Real-World & Experiential Connections

  • Florida field notes
    • Spiny lobsters off Florida lack claws yet very defensive
    • Apopka Wildlife Drive: free, alligators >50 sighted in one trip; wide bird diversity
    • Manatee viewing in winter at Blue Springs/Homosassa
    • Personal anecdotes: snorkelling with tinophores, millipede in campus doorway, wasp sting in Idaho
  • Conservation & safety
    • Do not mutilate sea stars for “regeneration demo”
    • Maintain distance from crocodilians; risk hierarchy: saltwater croc > Nile croc > black caiman > American gator > American croc
    • Cassowary cited as world’s most dangerous bird (powerful kick)

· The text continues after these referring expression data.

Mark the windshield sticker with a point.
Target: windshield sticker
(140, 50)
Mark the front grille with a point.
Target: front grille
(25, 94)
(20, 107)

Key Numbers & Terms to Memorize

  • 10\,000 sponge species
  • 8 ctenophore comb rows
  • 3 germ layers (ecto-, meso-, endo-derm)
  • Coelom vs pseudocoelom vs acoelom distinctions
  • Operculum, nematocyst, mesentery, rete mirabile, operculum, swim bladder
  • Monotremes (platypus, echidna) only egg-laying mammals

Study Tips & Connections

  • Relate symmetry types to locomotion & habitat (radial = sessile/drifting; bilateral = directed movement)
  • Pair coelom category with example species (planaria, roundworm, earthworm/human)
  • Notice evolutionary/functional parallels
    • Tube feet hydraulics vs. mollusk muscular foot
    • Exoskeleton molting vs. vertebrate endoskeleton growth
  • For vertebrate classes, anchor one hallmark structure, one respiration fact, one reproduction fact
  • Reflect on philosophical segment: differentiate where empirical evidence ends and worldviews begin

End of comprehensive notes – can replace full video transcript when paired with lab experience & textbook diagrams.